Wie der Wüstenstaat sich eine WM kaufte und Wanderarbeiter dafür teuer bezahlten
Sie beschäftigen sich schon seit vielen Jahren mit Menschenrechtsfragen und haben dafür sogar 14 Monate in Äthiopien im Gefängnis gesessen. Warum ist Ihnen die Situation der Arbeiter in Katar so wichtig?

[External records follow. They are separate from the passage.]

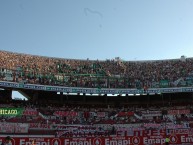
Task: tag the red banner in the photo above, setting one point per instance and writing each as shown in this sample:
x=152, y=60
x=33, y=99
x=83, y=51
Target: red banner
x=178, y=112
x=30, y=112
x=14, y=127
x=120, y=114
x=66, y=113
x=158, y=140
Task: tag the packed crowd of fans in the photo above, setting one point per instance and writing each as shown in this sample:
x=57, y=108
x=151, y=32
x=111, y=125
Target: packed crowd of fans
x=93, y=114
x=89, y=73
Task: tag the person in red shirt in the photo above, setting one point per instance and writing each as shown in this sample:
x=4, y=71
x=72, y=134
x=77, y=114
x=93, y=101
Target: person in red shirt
x=6, y=141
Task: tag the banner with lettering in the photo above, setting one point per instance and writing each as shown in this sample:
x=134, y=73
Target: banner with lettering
x=11, y=111
x=14, y=128
x=182, y=139
x=66, y=113
x=178, y=112
x=30, y=112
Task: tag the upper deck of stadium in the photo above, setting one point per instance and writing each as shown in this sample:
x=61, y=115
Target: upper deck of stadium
x=96, y=73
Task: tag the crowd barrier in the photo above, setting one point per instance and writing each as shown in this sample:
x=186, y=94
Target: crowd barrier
x=183, y=139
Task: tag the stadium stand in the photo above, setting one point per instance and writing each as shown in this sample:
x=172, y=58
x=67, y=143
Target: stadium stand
x=50, y=115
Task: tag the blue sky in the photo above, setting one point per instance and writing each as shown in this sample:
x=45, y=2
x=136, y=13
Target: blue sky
x=98, y=29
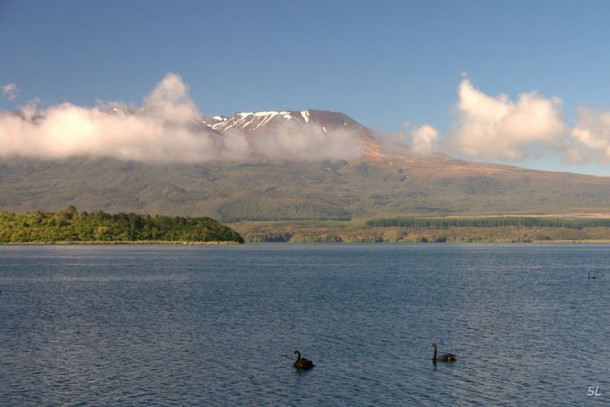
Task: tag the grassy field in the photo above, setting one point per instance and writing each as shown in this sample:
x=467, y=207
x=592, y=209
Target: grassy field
x=571, y=230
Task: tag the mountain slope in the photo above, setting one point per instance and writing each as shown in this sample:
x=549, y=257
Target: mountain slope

Ich habe früher über schwedische Arbeiter geschrieben, die in Fabriken in Schweden gestorben sind. Dabei lernte ich die Familie einer 21-Jährigen kennen, die schwanger war, als sie bei der Arbeit zu Tode kam. Für die Familie war es heilsam, mit den Medien zu sprechen, weil ihre Tochter dadurch mehr war als Teil einer Statistik. Im Bezug auf die Familien der Arbeiter aus Südasien in Katar hatte ich das gleiche Gefühl: Es wird zu viel über Zahlen debattiert und zu wenig über die Menschen, die gestorben sind. Das liegt auch daran, dass die Sache so komplex ist, nicht nur schwarz-weiß.
Es gibt also auch positive Aspekte dieser Arbeitsmigration?
60 Prozent der Familien in Nepal erhalten Geldüberweisungen aus dem Ausland, und das hat zu einem dramatischen Rückgang extremer Armut geführt. Die Menschen die weggegangen sind, haben wirkliche Opfer gebracht, um ihre Familien aus der Armut zu befreien.
Der Fußball argumentiert, dass sich die Situation der Arbeiter in Katar aufgrund der Weltmeisterschaft und der damit verbundenen Aufmerksamkeit langfristig verbessern wird. Glauben Sie das?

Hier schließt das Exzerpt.